Find only files with exact two words



  • I have a lot of different files. Notepad++ should only find the files which inlude the two words i’m searching for.
    The two words are not located in the same line, just somewhere in the same file.

    How can i do this?



  • There is the search words in files, he that does not work?



  • Maybe this works, but i would like to do it in notepad. I had used it in notepad a few months ago, but i’ve forgot what i have to put in the search field in notepad. Tried some i found via google but nothing works the way i need it.

    It also finds files which include either one of the words. But i need to find files with both words in.



  • welcome to the notepad++ community, @Ronny-Kerk

    our regex specialists are currently offline, and i’m only at janitor level for regex, but here’s something you could try:

    open up find in files and enter:
    find what: (?=.*word1)(?=.*word2)
    directory: your desired path
    search mode: regular expression
    and hit find all



  • Thanks for your answer.
    I’ve tried it but it does not work. It finds the two words i’m looking for, but just in a big section. Not in the whole file.
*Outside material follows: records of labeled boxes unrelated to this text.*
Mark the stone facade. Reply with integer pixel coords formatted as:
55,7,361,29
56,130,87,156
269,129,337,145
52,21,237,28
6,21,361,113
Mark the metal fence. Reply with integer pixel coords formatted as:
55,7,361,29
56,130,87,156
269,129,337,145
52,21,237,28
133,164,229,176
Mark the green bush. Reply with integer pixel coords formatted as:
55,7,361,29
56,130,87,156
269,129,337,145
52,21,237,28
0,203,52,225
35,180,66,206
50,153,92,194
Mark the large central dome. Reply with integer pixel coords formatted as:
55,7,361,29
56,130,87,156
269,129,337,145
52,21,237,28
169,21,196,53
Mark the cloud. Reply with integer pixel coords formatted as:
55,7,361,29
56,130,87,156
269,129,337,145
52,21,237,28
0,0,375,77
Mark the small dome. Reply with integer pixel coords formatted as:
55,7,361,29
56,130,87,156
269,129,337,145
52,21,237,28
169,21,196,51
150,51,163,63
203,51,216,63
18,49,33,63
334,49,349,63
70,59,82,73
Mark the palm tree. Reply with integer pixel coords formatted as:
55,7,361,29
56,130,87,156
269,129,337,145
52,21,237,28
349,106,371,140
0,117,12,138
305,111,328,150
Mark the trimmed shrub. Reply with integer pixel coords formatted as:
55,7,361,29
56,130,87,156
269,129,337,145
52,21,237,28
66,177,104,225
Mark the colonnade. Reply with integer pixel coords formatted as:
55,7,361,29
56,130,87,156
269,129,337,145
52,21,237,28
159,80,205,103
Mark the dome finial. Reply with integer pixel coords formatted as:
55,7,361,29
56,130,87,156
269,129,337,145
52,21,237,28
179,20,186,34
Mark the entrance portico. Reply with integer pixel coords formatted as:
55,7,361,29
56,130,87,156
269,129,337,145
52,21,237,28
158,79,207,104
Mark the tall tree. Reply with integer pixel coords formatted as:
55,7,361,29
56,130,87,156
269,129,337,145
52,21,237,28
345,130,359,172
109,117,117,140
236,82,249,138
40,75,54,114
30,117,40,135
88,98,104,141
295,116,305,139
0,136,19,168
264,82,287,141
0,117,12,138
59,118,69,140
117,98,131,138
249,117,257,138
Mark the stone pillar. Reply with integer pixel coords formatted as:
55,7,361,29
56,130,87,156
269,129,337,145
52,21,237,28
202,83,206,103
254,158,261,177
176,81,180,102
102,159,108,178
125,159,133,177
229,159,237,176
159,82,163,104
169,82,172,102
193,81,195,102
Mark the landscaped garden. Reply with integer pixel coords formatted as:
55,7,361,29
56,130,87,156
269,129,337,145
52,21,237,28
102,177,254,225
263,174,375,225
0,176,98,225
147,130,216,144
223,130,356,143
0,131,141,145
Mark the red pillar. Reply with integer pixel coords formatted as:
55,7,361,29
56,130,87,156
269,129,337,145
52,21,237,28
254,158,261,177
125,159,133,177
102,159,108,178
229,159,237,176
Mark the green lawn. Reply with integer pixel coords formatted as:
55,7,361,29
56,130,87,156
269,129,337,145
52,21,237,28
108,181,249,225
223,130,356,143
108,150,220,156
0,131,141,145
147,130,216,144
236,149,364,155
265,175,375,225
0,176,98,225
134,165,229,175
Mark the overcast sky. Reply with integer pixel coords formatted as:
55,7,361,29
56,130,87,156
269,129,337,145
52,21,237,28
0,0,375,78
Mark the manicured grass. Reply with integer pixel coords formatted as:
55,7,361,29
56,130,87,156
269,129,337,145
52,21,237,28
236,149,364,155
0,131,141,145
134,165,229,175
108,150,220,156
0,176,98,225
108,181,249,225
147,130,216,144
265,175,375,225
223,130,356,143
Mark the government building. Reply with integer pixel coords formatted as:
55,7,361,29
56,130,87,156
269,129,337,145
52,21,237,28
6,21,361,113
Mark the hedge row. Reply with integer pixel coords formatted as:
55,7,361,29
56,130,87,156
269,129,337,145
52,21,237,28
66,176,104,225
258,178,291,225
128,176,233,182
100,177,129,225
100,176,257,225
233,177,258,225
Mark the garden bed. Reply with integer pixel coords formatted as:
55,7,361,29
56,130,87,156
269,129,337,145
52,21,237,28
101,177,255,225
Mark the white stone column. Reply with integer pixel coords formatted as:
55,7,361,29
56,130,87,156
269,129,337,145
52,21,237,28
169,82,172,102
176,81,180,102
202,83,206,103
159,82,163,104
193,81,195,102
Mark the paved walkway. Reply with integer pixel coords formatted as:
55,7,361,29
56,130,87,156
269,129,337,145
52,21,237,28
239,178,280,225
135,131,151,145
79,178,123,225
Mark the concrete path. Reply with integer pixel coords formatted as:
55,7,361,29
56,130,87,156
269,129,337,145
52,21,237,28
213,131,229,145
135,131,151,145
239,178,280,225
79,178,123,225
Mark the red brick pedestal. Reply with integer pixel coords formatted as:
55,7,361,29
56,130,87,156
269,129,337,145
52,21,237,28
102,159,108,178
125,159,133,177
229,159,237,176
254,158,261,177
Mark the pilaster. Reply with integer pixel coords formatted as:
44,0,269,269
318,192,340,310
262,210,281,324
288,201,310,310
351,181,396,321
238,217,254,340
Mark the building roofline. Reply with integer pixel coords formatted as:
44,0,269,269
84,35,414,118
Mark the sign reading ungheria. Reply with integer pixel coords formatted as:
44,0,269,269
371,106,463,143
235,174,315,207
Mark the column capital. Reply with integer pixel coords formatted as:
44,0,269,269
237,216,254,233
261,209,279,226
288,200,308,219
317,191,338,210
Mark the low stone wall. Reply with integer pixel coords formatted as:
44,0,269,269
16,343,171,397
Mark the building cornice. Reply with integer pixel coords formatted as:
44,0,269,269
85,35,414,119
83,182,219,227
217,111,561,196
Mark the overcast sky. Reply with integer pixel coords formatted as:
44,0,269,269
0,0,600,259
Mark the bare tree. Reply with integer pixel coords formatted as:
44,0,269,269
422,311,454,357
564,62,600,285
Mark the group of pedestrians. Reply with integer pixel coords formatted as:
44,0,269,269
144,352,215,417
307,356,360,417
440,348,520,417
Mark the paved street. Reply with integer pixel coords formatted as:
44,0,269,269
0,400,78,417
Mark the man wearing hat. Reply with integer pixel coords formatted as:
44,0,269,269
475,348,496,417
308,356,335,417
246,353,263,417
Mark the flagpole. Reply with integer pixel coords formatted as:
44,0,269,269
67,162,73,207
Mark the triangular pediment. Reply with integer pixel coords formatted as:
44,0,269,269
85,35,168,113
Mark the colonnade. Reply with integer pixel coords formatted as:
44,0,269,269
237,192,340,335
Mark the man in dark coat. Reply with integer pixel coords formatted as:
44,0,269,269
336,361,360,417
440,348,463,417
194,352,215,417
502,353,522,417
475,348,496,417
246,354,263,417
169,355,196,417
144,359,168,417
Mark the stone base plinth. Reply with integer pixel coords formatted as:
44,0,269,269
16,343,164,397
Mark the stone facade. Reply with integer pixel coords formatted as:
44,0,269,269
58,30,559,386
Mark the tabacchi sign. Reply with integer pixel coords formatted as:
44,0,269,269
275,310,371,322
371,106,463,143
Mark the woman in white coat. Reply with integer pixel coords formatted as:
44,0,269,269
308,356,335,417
    My files (ca. 1,500) are filled with many words. Most files have over 1000 lines. Now i want to give notepad two or maybe more words to look for. For example: “Ronny Kerk” and “1982” are the words i’m looking for. Now notepad should show me all the files where both these two search criterias are included.



  • @Ronny-Kerk

    I’m not promoted to be an regex expert yet but what about using something like

    (?s)(?=.*1982)(?=.*Ronny Kerk).*



  • @Ronny-Kerk

    I would suggest this:

    Find: (?si)(\bword1\b.*?\bword2\b)|(\bword2\b.*?\bword1\b)
    Search mode: Regular expression

    The \b are there to enforce word boundaries–remove them if not desired. Also this will find word1 and word2 in either order, and without regard to the case.

    So basically this: I’ve tried it but it does not work. It finds the two words i’m looking for, but just in a big section. Not in the whole file doesn’t make a lot of sense. How can it not work but yet find the 2 words you want? Can you explain more about what you expect versus what happens?
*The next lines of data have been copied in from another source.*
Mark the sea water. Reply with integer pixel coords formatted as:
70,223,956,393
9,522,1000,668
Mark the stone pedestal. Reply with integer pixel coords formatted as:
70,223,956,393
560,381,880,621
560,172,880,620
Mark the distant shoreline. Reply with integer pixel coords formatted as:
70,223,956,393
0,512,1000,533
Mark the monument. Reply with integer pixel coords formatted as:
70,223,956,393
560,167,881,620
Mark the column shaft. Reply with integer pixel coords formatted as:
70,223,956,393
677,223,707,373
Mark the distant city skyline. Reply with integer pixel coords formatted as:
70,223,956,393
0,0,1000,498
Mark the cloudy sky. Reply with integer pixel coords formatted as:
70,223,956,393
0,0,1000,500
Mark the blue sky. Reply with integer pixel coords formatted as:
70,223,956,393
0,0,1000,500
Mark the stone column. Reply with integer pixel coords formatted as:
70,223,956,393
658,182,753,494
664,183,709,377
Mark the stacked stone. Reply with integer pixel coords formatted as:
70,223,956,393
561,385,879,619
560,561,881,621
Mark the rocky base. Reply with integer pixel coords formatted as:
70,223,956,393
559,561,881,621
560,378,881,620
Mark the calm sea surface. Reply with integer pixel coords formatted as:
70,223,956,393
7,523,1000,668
    Note that Notepad++ can’t directly give you a list of files. It can only give you a list of matches, which includes the filenames but also has more information about the matches.



  • @Alan-Kilborn

    may I ask you, where do you see the advantage of using alternations versus lookaheads?



  • @Ekopalypse said:

    where do you see the advantage of using alternations versus lookaheads?

    I suppose for the current case of the OP, it doesn’t matter, but if I were doing it, I suspect I might like to see the range where my match was found, in certain instances. The lookahead approach selects as a match the entire file contents. BTW, I’m always nervous when the regex engine causes an entire file contents match. It makes me think it has failed in a big way…see here.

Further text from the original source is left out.